Margaret River Police have been a staff member down due to the region’s rental crisis.
South West Commander Lawrence Panaia told the Times an incoming appointment to a vacancy in Margaret River was delayed for six weeks because the Department of Housing couldn’t find an available home.
“Housing is a complex issue – but (staff) shortages won’t be a problem in Margaret River,” Cdr Panaia said.
“Sometimes there’s a delay, but it’s never a delay that will affect policing in the region.”
Cdr Panaia said he believed “a house had been locked up” for the incoming officer on Monday, conflicting with Department of Housing claims a property was secured for the new staffer last week.
“WA Police have advised that the Margaret River station is not an officer short and there are currently no outstanding requirements for housing,” Department of Housing general manager of commercial and business operations Paul Whyte said.

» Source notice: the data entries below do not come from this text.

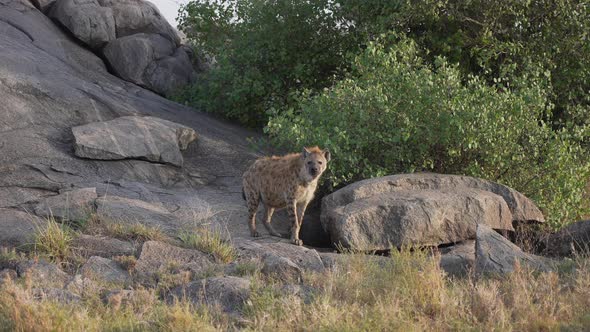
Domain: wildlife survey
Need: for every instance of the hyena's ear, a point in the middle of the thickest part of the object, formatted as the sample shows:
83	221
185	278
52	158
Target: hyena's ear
305	153
327	154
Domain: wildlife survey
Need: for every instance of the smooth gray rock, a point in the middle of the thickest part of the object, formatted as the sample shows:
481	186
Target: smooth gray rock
131	211
42	273
87	20
280	258
7	274
75	205
281	268
459	259
570	240
55	295
49	83
130	56
43	5
420	209
130	137
157	257
104	269
82	286
90	245
170	73
18	228
495	255
228	292
422	218
150	60
140	16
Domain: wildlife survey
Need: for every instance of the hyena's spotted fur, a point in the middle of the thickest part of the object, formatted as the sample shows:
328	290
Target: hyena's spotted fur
283	182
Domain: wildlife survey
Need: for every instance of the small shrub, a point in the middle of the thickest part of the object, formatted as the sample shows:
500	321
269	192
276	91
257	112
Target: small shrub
211	242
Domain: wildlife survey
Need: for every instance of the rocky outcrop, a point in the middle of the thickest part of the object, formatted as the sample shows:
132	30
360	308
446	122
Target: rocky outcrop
570	240
138	43
280	259
495	255
151	61
90	245
420	209
43	5
87	20
17	228
230	293
133	137
104	269
459	259
42	273
140	16
132	211
158	257
75	205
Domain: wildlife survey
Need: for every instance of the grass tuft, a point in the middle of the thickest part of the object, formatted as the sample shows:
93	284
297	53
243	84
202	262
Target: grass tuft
211	242
135	232
53	240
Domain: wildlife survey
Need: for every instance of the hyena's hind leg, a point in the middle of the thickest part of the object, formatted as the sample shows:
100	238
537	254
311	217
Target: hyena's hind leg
268	211
252	201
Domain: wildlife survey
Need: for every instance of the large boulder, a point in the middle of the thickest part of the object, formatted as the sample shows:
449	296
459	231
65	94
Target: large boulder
140	16
87	20
495	255
130	137
75	205
49	83
150	60
570	240
459	259
420	209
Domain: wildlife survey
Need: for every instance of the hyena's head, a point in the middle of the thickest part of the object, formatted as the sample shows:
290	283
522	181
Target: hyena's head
315	162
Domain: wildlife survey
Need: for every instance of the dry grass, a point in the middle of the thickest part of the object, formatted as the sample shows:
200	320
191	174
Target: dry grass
53	240
211	242
410	293
407	292
19	311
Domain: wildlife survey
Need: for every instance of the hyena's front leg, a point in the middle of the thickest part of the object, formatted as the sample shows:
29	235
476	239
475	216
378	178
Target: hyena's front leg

“The incoming officer was accommodated in a vacant property previously tenanted by WA Police.”
However, Cdr Panaia told the Times there was difficulty finding a home for the officer filling the vacant role because the station’s former employee owned his own house, which couldn’t be passed on to the new officer.
Mr Whyte said the Government Regional Officers Housing favoured the re-allocation of existing properties, but when it wasn’t possible, the Department of Housing had to find a private lease or plan for future construction of appropriate homes in the location.

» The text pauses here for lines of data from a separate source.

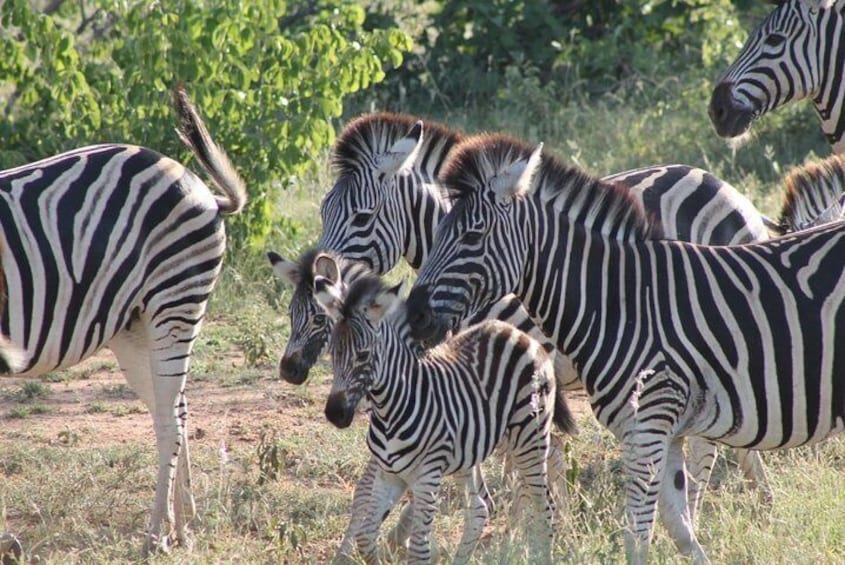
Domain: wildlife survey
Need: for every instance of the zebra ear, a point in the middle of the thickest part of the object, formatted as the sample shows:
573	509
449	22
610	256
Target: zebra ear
516	179
385	301
404	152
286	270
328	295
326	266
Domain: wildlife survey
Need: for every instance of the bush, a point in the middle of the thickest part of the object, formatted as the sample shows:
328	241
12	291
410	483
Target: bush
268	79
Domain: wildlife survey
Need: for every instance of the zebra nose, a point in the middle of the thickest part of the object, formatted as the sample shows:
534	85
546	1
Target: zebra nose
338	411
719	102
292	369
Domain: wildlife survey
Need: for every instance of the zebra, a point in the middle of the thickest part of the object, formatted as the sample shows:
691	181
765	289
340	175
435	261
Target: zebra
437	414
387	202
742	345
814	194
119	246
797	52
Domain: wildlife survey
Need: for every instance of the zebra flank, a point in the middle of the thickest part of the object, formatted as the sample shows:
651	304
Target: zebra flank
119	246
439	414
797	52
744	345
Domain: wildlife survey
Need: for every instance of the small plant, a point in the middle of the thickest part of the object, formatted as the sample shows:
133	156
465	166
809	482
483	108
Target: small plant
19	413
30	390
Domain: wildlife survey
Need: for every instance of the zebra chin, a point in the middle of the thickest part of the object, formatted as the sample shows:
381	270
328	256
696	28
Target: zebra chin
339	410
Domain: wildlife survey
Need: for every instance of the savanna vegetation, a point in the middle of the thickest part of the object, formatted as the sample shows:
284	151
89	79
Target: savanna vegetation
607	85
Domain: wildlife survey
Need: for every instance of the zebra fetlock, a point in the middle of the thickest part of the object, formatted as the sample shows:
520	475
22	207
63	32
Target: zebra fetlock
486	385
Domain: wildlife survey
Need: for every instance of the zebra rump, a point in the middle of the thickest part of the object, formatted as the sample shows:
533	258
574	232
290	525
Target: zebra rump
119	246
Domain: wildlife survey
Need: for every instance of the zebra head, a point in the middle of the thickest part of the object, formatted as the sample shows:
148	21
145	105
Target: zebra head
358	313
784	59
480	247
375	158
309	326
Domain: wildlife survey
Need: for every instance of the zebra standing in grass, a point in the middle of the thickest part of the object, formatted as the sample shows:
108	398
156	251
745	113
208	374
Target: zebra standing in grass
119	246
813	195
386	204
438	414
797	52
743	345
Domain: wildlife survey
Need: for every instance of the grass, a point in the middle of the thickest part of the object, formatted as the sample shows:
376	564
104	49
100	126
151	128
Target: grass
277	489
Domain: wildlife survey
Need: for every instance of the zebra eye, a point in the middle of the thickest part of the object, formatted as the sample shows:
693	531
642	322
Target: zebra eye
361	219
774	40
472	237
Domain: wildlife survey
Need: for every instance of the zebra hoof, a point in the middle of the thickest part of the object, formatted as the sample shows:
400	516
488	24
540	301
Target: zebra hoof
11	549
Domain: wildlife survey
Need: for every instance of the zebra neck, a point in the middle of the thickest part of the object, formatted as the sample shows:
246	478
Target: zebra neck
396	373
830	100
423	206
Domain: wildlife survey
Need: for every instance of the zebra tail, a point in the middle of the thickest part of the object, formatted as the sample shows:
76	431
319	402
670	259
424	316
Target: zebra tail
195	136
562	416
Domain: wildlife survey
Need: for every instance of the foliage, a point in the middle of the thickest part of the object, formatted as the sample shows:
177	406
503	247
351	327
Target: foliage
268	77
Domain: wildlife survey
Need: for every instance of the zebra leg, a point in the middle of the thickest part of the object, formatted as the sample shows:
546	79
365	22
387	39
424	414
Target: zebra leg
425	491
529	448
132	349
674	512
702	457
385	492
657	406
752	467
479	506
361	499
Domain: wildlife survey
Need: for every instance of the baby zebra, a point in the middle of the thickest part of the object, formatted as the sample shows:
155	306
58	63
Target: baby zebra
438	414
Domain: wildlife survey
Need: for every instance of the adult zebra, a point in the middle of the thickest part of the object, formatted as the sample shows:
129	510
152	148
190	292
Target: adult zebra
797	52
813	194
119	246
743	345
438	414
386	203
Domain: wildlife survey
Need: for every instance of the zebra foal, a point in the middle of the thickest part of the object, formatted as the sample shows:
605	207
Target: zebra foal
743	345
797	52
438	414
118	246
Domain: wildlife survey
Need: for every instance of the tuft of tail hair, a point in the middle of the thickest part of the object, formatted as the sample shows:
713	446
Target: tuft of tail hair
12	359
195	136
562	417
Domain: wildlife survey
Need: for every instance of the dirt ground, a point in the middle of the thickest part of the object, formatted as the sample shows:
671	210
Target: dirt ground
96	408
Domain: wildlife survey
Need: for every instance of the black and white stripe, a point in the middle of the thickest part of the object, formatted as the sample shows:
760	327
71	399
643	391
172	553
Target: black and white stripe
387	201
797	52
813	194
439	414
119	246
743	345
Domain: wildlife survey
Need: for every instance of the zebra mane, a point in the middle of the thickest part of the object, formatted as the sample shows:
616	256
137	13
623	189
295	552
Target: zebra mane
587	200
809	190
370	135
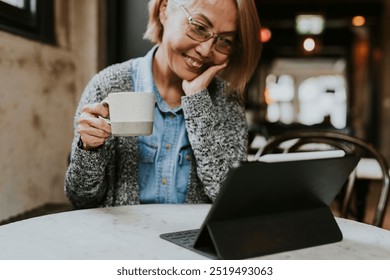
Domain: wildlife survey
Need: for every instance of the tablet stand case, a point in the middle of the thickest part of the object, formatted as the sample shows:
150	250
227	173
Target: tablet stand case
263	235
290	213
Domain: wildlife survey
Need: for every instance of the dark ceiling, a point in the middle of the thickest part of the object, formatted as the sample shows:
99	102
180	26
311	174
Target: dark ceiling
279	16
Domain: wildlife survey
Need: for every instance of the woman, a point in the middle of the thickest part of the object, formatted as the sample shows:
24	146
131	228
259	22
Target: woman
205	53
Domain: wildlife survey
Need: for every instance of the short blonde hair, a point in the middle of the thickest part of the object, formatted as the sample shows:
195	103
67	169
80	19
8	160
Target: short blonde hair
243	61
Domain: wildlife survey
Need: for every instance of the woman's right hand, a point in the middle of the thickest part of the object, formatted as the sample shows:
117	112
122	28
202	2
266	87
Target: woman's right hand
94	130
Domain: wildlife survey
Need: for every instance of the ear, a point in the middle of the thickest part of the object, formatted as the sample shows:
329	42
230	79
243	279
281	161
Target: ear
163	9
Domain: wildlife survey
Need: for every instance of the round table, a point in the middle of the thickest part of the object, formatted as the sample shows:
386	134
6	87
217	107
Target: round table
132	232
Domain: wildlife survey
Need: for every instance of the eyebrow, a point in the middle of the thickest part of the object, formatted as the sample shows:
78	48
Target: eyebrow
209	23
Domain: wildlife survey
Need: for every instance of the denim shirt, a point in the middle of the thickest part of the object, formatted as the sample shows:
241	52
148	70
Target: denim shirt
165	156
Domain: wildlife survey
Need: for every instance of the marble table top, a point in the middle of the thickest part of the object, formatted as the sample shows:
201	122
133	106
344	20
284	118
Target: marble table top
132	232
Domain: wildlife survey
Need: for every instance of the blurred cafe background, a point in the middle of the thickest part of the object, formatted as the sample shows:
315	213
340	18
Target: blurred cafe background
325	65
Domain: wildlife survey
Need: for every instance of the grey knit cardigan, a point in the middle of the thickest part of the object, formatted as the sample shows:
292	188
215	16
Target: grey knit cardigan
108	176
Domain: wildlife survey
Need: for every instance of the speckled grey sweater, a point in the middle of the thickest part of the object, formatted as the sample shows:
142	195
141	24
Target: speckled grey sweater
108	176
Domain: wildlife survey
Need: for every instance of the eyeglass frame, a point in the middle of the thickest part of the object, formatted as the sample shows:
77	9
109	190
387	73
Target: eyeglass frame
212	34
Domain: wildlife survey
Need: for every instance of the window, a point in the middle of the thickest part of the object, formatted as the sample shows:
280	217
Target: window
33	19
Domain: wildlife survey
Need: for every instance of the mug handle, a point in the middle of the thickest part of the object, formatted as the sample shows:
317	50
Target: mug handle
105	104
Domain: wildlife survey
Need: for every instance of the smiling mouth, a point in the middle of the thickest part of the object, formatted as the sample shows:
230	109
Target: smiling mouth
194	64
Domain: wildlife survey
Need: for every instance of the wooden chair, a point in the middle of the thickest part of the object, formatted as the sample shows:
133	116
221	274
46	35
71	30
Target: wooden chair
319	140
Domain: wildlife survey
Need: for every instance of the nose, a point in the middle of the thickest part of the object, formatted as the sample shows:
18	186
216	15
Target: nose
205	49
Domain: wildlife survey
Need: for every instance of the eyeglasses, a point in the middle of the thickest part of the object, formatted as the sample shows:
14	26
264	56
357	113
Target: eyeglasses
224	44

“An officer will not be transferred until a suitable property has been located,” Mr Whyte said.
Although six weeks was not an “extraordinarily long” appointment time according to Cdr Panaia, Margaret River had proved a “particularly difficult” place to find housing for employees.
Despite having problems finding homes for staff in the past, Cdr Panaia said he wasn’t worried about the issue in light of the December departures of Senior Constables Ross Bartley and Simon Bickers, who had been offered senior positions at other stations.
Snr Const. Bartley said staff vacancies were a “non-issue” as staff from other stations often covered for holidaying or absent officers.
“Resources can always be brought down here,” he said.
“Of course we would love to have 30 officers, but we can manage with five.”